Don't see why not -- many popular VoIP protocols run over UDP.

azylman · on Aug 1, 2016

Lots of video games (including mobile) use UDP so I'd be very surprised if mobile networks blocked UDP.

clarry · on Aug 3, 2016

In Finland, the big operators use CGN by default. So if it works, it only works as a one-way street and p2p or hosting your game at home is no-go.

At least one operator allows you to lift the restriction though. With money.

pookeh · on Aug 1, 2016

> The QUIC protocol implements its own crypto-layer so does not make use of the existing TLS 1.2.
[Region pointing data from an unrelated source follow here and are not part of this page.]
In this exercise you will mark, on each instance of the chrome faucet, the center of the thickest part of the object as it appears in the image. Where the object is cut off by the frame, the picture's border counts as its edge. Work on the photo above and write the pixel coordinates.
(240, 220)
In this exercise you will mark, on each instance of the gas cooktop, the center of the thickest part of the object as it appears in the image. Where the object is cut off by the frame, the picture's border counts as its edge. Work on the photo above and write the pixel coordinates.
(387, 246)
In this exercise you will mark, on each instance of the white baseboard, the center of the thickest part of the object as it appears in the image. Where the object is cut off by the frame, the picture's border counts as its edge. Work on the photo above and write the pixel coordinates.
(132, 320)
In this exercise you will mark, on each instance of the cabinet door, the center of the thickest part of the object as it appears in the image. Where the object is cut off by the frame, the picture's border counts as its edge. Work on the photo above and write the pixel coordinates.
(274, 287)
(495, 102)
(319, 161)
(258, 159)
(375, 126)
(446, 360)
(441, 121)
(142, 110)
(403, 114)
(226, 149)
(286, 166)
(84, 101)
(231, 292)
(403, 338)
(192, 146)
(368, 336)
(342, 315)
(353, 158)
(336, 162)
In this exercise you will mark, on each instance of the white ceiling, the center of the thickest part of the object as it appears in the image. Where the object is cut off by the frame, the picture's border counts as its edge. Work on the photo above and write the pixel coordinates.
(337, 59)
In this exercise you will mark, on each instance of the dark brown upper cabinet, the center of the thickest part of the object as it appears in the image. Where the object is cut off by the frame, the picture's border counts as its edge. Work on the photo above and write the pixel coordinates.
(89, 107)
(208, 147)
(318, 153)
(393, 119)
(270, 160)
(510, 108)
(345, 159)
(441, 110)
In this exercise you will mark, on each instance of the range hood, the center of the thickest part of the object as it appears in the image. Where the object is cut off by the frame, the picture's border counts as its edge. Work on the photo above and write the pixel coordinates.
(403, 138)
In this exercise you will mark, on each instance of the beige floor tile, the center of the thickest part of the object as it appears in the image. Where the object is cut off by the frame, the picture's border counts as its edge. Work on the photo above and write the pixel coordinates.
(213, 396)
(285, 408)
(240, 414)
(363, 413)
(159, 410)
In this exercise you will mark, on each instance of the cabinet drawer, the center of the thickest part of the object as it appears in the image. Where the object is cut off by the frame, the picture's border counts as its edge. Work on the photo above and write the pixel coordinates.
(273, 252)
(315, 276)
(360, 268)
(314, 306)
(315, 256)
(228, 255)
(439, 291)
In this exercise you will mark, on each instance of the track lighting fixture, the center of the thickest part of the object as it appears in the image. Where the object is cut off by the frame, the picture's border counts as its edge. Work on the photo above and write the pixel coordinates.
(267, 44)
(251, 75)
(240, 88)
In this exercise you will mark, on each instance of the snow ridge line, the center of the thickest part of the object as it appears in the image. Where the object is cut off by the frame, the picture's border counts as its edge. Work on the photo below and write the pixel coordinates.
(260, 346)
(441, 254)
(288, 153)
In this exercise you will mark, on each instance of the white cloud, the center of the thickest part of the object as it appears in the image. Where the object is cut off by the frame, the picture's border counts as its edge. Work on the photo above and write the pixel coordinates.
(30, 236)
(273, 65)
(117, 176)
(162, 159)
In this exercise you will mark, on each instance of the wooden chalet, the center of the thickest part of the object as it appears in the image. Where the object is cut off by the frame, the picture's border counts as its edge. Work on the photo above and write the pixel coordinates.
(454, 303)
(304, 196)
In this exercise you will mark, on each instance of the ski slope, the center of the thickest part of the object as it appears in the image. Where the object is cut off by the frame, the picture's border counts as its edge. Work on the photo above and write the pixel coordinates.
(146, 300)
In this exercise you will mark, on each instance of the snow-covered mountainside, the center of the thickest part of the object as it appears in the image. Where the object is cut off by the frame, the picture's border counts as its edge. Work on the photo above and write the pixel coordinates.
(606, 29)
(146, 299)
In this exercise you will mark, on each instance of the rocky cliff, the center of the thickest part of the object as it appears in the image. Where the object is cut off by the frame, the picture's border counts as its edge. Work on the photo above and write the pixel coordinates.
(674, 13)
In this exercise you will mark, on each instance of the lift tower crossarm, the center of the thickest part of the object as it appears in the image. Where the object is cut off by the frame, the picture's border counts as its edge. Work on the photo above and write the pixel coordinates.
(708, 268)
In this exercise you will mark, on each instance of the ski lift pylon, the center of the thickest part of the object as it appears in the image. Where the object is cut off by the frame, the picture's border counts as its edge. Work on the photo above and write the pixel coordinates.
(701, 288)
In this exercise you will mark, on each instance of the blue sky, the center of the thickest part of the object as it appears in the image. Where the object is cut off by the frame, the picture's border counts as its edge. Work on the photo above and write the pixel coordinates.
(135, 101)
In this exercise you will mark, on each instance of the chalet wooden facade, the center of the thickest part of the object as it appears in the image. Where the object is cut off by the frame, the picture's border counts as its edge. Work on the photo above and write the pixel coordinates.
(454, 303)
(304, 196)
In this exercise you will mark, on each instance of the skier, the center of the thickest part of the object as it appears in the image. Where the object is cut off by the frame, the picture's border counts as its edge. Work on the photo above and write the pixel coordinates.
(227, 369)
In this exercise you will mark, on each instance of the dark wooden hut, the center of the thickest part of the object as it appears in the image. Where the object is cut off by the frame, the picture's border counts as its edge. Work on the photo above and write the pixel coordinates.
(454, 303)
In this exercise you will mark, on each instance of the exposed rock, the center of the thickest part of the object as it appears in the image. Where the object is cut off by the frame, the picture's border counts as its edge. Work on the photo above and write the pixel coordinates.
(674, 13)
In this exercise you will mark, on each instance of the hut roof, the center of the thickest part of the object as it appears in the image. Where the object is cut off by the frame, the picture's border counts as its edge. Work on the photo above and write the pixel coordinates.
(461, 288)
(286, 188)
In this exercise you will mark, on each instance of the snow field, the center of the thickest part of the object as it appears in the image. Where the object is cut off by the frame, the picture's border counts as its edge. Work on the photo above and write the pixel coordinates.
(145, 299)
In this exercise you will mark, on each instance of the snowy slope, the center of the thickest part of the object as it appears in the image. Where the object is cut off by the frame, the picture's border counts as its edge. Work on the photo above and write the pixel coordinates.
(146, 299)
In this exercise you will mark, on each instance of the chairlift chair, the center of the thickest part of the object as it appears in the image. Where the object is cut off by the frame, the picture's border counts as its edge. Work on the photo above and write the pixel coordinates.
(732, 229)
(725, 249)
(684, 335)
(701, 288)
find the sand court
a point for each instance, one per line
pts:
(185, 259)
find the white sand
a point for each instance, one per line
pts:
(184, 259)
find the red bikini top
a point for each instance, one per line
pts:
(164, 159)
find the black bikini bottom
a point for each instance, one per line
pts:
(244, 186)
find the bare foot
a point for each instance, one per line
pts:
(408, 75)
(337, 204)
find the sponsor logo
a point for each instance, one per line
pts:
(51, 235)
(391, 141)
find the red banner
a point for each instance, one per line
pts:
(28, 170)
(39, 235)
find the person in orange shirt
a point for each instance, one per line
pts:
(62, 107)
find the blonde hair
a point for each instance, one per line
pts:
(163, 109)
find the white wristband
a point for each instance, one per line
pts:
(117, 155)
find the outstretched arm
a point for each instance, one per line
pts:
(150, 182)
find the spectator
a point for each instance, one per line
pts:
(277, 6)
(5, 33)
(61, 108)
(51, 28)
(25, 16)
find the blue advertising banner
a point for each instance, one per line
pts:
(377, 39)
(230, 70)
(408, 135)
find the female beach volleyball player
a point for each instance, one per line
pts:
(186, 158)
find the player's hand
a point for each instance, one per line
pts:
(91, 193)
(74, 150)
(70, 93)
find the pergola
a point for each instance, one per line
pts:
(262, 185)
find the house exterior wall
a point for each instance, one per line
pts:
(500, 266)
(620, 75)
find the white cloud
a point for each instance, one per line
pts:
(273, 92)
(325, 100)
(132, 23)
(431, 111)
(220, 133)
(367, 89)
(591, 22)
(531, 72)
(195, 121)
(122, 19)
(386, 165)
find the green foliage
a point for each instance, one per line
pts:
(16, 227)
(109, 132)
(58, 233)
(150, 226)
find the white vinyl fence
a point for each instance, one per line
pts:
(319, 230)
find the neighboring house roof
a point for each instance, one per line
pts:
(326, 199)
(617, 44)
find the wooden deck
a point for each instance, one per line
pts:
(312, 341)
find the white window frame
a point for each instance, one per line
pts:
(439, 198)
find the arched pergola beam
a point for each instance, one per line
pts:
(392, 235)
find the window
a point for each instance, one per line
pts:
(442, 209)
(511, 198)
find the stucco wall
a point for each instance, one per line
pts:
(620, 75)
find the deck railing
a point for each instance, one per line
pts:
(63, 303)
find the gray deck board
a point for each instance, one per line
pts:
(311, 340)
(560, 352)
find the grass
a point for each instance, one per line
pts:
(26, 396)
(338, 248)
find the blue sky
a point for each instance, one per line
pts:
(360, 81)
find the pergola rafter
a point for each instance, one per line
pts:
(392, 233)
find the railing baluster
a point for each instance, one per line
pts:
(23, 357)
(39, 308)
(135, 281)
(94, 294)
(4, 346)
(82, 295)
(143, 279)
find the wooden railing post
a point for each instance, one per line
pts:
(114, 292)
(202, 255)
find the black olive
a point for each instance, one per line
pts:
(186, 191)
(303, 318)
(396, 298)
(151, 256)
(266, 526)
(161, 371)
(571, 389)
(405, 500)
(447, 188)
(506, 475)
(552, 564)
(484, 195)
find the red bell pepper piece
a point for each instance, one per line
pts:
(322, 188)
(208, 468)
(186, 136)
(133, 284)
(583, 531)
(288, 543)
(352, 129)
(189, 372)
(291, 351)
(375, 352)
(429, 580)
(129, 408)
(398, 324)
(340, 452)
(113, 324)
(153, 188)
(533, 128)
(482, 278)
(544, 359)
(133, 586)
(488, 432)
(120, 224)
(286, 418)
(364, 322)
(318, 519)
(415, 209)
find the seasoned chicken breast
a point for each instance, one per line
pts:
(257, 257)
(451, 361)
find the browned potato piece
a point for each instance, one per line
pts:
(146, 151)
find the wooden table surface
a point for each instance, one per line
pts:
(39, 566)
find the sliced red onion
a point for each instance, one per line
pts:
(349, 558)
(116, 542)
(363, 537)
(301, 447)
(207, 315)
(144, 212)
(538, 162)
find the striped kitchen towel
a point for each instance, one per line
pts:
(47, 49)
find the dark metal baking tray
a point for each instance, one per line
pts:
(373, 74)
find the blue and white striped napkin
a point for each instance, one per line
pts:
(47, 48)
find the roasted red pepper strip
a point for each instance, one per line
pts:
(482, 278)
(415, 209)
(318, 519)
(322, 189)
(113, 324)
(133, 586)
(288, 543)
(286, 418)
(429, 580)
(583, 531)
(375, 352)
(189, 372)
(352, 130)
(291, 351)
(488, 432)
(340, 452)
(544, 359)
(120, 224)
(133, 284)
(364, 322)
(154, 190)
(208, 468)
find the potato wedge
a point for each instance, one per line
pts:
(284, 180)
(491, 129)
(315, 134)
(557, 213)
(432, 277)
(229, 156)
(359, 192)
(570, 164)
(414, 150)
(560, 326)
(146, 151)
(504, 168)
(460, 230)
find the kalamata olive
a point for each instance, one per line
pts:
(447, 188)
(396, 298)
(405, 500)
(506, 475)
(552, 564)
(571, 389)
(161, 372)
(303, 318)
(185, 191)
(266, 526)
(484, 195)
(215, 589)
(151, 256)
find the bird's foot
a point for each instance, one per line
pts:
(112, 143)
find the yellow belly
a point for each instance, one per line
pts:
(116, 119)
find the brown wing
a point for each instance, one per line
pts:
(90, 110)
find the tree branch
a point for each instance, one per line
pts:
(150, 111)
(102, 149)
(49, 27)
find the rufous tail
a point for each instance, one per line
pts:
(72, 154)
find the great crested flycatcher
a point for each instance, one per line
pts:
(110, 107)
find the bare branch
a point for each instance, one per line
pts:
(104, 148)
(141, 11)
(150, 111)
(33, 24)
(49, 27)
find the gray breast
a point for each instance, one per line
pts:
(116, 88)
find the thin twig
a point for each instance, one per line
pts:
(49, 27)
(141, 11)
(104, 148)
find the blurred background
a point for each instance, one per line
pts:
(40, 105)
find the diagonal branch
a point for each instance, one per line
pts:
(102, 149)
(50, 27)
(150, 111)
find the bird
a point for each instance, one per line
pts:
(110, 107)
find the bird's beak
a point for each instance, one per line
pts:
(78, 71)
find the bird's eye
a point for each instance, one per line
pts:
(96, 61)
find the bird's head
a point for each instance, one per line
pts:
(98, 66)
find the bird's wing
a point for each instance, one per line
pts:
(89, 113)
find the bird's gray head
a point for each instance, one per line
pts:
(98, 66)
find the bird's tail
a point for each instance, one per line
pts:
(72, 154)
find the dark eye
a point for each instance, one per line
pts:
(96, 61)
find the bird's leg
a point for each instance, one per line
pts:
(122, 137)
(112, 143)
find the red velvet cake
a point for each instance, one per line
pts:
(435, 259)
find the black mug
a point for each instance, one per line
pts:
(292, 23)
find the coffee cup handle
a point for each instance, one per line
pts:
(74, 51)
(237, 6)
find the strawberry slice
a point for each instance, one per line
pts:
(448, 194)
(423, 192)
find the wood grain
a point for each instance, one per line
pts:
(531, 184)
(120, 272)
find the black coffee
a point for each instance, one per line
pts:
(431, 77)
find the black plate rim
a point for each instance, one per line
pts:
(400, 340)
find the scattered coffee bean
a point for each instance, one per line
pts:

So in addition to proving lower layer solution to things like network congestion they also have to prove their crypto layer? Sounds like an equally large task, if not larger.

And even if all TCP implementors decide to adopt the next task is to make servers and clients adopt the crypto layer.

z52 · on Aug 3, 2016

How about creating QUIC protocol tuneling tool (which would be needed on both sides of connection) - for example for tuneling mysql tcp traffic between client and server in configurations where those are on diffrent networks? (pings >1ms)

meganvito · on Aug 1, 2016

I think before googlers stopping add dramas to our daily drop sorry typo, job. Maybe I kindaly sort of suggest them dedup the www and provide web-wise random file access.

anonbanker · on Aug 1, 2016

How long until this becomes a transport over BATMAN?